The Dung Beetle’s Navigation Skill

The Dung Beetle’s Navigation Skill

EXCREMENT serves many purposes for the dung beetle. The insect eats it and lays its eggs in it. Some males will offer a large piece of it to a female dung beetle, hoping to attract her. Competition for fresh manure is intense. Researchers once observed some 16,000 beetles swarming onto a pile of elephant dung and removing it in just two hours.

Some types of dung beetle escape from the crowd by forming the feces into a ball, rolling it away from the main dung heap, and then burying it in a soft spot. The beetle rolls its ball in a straight line, since this gives it the quickest getaway and avoids the risk of having the ball stolen by other dung beetles.
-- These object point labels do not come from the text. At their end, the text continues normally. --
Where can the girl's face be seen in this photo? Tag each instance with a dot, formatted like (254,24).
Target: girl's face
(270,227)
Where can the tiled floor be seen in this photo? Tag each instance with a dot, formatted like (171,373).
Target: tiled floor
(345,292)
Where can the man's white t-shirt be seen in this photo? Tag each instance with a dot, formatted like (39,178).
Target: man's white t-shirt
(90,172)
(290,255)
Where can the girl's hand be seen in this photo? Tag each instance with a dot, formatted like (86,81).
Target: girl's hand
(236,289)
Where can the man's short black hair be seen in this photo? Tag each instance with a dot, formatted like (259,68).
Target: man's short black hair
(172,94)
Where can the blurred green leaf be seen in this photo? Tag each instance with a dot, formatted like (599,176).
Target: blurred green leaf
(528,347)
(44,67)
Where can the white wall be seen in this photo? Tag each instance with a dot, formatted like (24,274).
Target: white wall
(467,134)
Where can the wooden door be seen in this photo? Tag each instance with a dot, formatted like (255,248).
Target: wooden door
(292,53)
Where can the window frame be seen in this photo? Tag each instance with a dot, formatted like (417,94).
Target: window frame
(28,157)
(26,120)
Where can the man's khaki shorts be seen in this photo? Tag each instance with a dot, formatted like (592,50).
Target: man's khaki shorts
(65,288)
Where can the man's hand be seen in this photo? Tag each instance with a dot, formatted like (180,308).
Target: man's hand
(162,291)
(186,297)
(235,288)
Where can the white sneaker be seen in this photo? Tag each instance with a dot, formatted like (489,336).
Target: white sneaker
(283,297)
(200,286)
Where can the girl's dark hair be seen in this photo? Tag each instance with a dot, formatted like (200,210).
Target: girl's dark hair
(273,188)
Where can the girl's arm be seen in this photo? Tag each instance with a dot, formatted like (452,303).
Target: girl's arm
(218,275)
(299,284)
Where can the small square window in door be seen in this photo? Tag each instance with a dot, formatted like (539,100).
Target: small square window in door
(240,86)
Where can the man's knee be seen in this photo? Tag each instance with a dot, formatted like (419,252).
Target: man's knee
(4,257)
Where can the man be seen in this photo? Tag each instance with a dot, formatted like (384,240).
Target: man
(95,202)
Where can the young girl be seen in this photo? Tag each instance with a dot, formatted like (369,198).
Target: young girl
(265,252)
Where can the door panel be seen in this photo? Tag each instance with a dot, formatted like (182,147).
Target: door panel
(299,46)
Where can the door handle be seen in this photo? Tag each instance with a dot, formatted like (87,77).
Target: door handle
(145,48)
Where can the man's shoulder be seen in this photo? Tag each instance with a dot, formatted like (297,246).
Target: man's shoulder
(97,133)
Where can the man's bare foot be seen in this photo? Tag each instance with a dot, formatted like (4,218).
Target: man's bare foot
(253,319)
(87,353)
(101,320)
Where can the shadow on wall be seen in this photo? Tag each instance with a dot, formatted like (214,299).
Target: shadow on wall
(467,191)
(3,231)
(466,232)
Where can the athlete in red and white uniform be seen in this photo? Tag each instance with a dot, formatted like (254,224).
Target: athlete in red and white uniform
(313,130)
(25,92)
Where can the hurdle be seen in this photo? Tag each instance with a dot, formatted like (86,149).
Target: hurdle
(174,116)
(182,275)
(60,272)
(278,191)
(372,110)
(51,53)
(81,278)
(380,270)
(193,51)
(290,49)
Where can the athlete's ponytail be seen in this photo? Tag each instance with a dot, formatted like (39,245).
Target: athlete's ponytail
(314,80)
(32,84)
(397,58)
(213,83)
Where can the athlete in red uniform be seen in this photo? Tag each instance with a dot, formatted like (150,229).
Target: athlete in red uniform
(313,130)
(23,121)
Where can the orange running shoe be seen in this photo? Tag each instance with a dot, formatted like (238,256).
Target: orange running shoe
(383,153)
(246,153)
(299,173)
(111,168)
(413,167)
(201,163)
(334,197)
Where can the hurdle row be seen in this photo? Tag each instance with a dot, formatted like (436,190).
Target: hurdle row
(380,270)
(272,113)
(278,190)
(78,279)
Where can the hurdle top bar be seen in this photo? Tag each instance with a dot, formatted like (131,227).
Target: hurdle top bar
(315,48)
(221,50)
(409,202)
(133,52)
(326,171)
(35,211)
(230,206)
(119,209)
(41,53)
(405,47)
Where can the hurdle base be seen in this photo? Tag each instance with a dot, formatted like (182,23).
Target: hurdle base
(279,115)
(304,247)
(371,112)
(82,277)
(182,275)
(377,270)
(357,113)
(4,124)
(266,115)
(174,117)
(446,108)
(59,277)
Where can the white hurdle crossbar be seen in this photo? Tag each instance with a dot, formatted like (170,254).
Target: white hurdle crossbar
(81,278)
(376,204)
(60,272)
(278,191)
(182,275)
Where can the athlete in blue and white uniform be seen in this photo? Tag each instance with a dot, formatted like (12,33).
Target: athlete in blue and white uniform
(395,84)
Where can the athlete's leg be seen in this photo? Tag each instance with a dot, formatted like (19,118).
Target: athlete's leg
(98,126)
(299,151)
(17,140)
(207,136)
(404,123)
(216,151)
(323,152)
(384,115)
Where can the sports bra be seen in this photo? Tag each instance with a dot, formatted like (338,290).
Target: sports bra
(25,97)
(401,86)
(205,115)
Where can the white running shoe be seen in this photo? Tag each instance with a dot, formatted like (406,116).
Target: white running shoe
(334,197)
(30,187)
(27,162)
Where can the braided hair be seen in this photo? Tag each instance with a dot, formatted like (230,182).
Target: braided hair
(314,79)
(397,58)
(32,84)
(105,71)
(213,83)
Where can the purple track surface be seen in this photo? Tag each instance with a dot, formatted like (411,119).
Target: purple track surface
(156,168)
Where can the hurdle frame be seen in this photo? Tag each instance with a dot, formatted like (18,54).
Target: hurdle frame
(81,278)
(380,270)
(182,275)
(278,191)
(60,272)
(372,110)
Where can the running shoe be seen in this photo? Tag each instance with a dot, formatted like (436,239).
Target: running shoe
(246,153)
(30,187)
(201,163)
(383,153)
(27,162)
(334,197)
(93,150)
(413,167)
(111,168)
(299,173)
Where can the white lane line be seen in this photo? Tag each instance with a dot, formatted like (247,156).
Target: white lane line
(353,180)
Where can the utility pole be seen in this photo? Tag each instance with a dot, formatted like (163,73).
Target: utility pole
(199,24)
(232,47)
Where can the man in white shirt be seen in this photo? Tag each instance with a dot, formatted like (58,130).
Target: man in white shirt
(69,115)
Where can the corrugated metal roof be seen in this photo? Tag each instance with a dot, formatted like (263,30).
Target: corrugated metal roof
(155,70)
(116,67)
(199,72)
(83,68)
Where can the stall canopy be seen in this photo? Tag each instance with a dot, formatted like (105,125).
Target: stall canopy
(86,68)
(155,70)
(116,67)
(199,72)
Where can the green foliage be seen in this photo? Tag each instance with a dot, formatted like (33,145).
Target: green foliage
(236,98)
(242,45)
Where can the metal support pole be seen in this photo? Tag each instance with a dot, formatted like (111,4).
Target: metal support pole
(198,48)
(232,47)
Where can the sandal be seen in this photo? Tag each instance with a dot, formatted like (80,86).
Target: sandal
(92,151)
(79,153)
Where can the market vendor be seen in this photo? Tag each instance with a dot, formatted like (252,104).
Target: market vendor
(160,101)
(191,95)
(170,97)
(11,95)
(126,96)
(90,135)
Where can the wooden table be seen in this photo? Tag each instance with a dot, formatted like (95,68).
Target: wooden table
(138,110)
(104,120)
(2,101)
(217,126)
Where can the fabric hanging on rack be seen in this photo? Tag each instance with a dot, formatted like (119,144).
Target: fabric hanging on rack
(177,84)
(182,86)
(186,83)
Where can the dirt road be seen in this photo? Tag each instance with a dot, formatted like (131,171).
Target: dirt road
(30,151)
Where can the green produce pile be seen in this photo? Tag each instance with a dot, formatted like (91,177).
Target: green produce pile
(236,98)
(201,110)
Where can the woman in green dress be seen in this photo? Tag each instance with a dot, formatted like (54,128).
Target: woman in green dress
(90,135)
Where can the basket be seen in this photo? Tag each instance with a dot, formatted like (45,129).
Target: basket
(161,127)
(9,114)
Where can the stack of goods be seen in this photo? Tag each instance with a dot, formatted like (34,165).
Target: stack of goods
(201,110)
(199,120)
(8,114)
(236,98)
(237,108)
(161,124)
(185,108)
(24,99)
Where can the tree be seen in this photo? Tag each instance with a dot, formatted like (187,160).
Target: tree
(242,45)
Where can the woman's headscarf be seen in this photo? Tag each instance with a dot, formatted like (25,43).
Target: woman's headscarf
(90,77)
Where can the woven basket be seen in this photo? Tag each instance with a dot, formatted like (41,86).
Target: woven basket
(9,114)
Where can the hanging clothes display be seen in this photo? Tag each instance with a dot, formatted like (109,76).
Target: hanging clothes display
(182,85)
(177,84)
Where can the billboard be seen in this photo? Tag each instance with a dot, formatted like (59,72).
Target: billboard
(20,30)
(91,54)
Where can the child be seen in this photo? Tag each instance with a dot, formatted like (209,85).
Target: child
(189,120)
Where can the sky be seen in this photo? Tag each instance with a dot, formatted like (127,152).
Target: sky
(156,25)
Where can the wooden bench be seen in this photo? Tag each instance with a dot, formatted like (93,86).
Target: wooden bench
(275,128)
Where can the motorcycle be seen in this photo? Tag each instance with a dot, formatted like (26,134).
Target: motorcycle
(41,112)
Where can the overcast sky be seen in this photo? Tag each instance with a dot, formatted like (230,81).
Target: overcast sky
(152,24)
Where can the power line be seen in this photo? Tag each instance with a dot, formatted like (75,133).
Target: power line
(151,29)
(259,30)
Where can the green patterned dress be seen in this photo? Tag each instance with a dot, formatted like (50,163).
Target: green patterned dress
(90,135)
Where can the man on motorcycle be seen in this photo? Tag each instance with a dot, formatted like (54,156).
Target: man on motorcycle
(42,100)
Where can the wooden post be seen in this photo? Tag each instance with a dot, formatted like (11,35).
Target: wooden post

But how does the dung beetle keep from going in circles, especially at night?

Consider: Previous studies have shown that dung beetles can navigate by the light of either the sun or the moon, yet they can also hold to a straight line even on clear moonless nights. Researchers in South Africa discovered that the beetles do this, not by seeing individual stars, but by using the band of light produced by the Milky Way galaxy. According to the journal Current Biology, this is “the first documented use of the Milky Way for orientation in the animal kingdom.”

Dung beetles, says researcher Marcus Byrne, have “an effective visual navigation system which can operate in the dimmest starlight, using limited computational power.” He adds: “They therefore have the potential to teach humans how to solve complex visual processing problems.” For example, a drone might be programmed to search a collapsed building by mimicking the dung beetle’s navigation system.

What do you think? Did the dung beetle’s ability to navigate come about by evolution? Or was it designed?

Did you know?

Dung beetles loosen and nourish the soil, spread plant seeds, and keep fly populations under control.